Interview de Nathalie Bittinger : “2046”, foisonnement du film de Wong Kar-wai

Interview de Nathalie Bittinger : “2046”, foisonnement du film de Wong Kar-wai

Nathalie Bittinger publie chez A. COLIN : « 2046 » , une analyse du dernier film de Wong Kar-wai , oeuvre complexe et déroutante qui est présentée par le cinéaste comme une « variation » sur « IN THE MOOD FOR LOVE » . J’ai rencontré Nathalie Bittinger plus de deux heures pour tenter de donner avec elle un aperçu du travail original de cette brillante intellectuelle, agrégée de lettres.

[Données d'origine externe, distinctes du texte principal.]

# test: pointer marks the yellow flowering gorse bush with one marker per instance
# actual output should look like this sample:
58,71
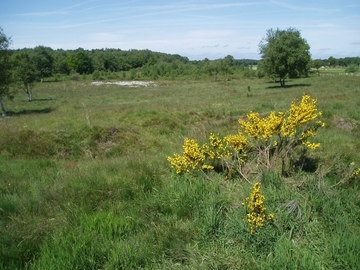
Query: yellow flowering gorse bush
260,139
256,215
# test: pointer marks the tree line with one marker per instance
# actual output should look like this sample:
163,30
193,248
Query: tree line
284,54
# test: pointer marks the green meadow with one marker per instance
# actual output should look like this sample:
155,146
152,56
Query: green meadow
85,182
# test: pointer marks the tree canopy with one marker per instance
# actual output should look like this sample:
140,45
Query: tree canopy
284,54
5,72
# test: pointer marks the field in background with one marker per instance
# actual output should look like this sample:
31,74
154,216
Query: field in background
84,181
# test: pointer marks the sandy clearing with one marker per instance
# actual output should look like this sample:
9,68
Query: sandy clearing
127,83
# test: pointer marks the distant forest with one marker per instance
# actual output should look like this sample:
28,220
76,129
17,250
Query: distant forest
144,64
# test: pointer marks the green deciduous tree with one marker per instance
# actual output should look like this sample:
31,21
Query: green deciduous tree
5,69
25,73
43,59
284,54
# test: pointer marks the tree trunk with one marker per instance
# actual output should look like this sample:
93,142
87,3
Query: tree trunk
2,108
27,90
282,82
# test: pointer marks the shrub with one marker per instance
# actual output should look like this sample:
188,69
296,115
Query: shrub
260,142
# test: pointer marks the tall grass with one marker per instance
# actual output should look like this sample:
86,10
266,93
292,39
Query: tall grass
84,181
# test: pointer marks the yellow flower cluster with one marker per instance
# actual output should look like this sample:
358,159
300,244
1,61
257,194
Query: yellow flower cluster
191,159
262,128
300,114
355,171
197,157
237,141
304,112
217,148
256,211
280,131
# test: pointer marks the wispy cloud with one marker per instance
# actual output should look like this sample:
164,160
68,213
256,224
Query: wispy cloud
302,8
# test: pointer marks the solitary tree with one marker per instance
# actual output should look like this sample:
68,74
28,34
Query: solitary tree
5,69
25,73
284,54
43,60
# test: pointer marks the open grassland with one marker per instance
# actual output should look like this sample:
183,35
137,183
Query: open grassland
85,184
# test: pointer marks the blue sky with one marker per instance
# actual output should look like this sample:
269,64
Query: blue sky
197,29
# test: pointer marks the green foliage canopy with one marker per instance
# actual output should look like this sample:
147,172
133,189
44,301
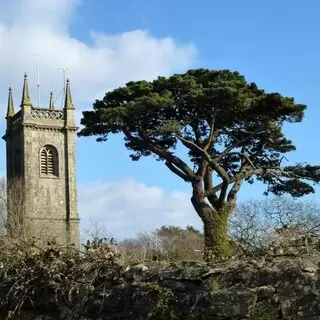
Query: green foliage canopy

1. Pouvez-vous nous raconter la génèse de votre livre ?

Je suis passionnée par le cinéma, par l’Asie et par l’Histoire. Après avoir vu plusieurs fois cette œuvre, j’ai lu, ici ou là, que 2046 et 2047, les nombres martelés dans la fiction, dotés de plusieurs significations, correspondent aussi à des dates historiques.

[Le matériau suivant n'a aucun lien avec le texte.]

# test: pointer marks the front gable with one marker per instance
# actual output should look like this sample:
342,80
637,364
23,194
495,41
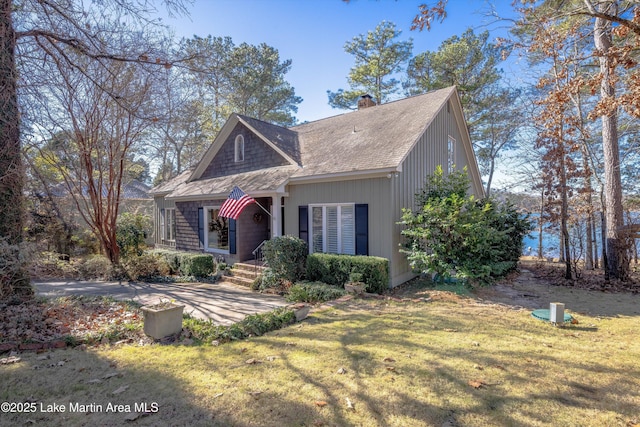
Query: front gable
222,159
255,154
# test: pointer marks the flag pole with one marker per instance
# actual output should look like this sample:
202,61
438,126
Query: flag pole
263,208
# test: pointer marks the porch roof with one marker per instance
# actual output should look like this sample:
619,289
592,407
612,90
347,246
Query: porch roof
254,183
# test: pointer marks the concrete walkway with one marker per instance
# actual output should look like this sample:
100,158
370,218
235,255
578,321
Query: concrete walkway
223,303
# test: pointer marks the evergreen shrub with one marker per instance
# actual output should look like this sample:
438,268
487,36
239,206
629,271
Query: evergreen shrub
337,269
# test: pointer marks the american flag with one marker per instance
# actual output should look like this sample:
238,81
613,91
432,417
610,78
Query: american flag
235,203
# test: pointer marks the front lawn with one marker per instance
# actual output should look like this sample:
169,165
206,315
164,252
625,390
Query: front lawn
443,360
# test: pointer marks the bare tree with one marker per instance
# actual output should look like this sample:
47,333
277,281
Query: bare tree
98,135
35,32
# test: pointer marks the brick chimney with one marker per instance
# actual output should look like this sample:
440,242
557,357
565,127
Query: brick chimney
365,101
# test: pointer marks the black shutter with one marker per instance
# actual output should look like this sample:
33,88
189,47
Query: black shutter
201,228
303,223
362,229
232,236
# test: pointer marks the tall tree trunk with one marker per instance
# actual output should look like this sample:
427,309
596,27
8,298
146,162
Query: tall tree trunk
540,224
603,231
617,265
490,178
13,280
594,236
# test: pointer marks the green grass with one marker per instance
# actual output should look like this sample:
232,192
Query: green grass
403,364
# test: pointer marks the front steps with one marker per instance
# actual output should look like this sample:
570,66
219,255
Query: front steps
243,274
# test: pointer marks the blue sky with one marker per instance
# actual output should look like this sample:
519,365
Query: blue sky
312,33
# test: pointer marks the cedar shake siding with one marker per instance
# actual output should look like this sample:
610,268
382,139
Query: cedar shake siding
257,155
251,229
187,229
343,180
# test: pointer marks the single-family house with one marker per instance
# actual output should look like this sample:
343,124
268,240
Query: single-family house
339,183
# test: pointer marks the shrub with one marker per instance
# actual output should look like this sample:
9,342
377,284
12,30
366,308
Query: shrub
187,263
198,265
286,256
131,232
314,292
252,325
337,269
52,264
96,267
266,280
172,257
146,266
454,234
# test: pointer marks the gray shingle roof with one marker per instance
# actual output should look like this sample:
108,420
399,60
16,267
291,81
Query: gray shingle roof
172,184
369,139
372,138
253,182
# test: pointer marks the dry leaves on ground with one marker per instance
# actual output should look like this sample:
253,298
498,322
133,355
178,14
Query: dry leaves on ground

Lors de la rétrocession de Hong Kong à la Chine, en 1997, celle-ci promet en effet de ne pas modifier les institutions de l’ancienne colonie britannique jusqu’au seuil des années 2046-2047. Ceci n’est pas forcément connu d’un spectateur occidental. Or prendre en compte la place et le statut donnés à l’Histoire éclaire, à mon sens, l’interprétation que l’on peut donner de cette œuvre complexe, qui joue d’un brouillage concerté de la temporalité et de la signification.

Il me semblait intéressant de proposer cette lecture, appuyée sur toutes les marques, les traces inscrites, directement ou indirectement, dans le film : récurrence du nombre 2046, images d’archives, événements historiques montrés à l’écran, écriture des romans de science-fiction, allusion à la promesse d’absence de changements …

2. Au delà de cette impression, quel impact poétique et signifiant 2046 peut-il avoir sur le spectateur ?

Tout d’abord, ce film est magnifique, extrêmement travaillé. La réflexion sur le temps s’inscrit au sein même de l’image cinématographique et dans la structure narrative. Wong Kar-wai insère nombre de flash back et de flash forward, utilise le ralenti, l’accélération ou le flou et crée ainsi un rythme fascinant, presque hypnotique. L’hétérogénéité fait partie prenante de sa poétique. Le réalisateur joue avec les codes, insère, au cœur du « réalisme » de la diégèse, les images des romans de science-fiction écrits par M. Chow, écrivain, qui travaillent sur une toute autre esthétique. Dans tous les cas, il appelle une participation active du spectateur dans la reconstruction du sens.

3. Vous ne faites pas une paraphrase du film, vous appréhendez à la fois son esthétique et ses variations comme une matière mouvante, une structure. Une telle analyse pourrait être périlleuse : pouvez vous nous indiquer votre fil conducteur ?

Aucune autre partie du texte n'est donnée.